Refining the Results (i.e., How to See the Forest for the Decision Trees)

                With Decision Trees, we are able to get the best of both worlds, thanks to the hard work of professionals in fields like mathematics, machine learning and psychology who continually refined Conceptual Learning Systems (CLS) a statistical approximation of human learning published by psychologists Earl B. Hunt, Janet Marin and Philip J. Stone in 1966.[i] In the late ‘70s this research was adapted into an algorithm called ID3 by John Ross Quinlan, the most prolific writer on the topic.[ii] In an academic research paper released in 1993 he further refined it into a more flexible version called C4.5.[iii] Many of Quinlan’s revisions introduced new means for taking certain types of data into account, such as missing values or Continuous predictable outputs.
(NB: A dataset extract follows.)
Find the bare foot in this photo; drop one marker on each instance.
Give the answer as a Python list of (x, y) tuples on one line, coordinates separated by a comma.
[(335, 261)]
Another group of researchers from Stanford University published an important paper in 1984 on Classification and Regression Trees (CART), which the Microsoft algorithm makes use of for Discrete and Continuous attributes respectively.[iv] My data mining wishlist for the next version of SQL Server includes more in-depth explanations in the Books Online (BOL) technical references for each algorithm, because it’s sometimes difficult to tell which of the myriad variations of each Microsoft is using under the hood. For example, the documentation for Decision Trees includes the term “industry standard,” but it isn’t always easy to discern which of those standards is being used in SSDM’s internal calculations, especially if you’re a newbie like me. Perhaps some of it is proprietary and cannot be published, but the rest can probably be documented better. The Microsoft version must be applying CART, since the documentation refers to classification and regression trees; it is also likely applying some logic from C4.5, which has the advantage of being able to build trees that can have more than two branches at each juncture.[v]  I am not sure, however, if Microsoft is using a welter of other refinements like the CHAID (which uses a chi-squared test), Gini indexes and the like that determine how the Decision Trees are created and discarded. I was able to glean from the documentation and from watching the models grow during processing that it is not applying newer bottom-up methods of generating trees.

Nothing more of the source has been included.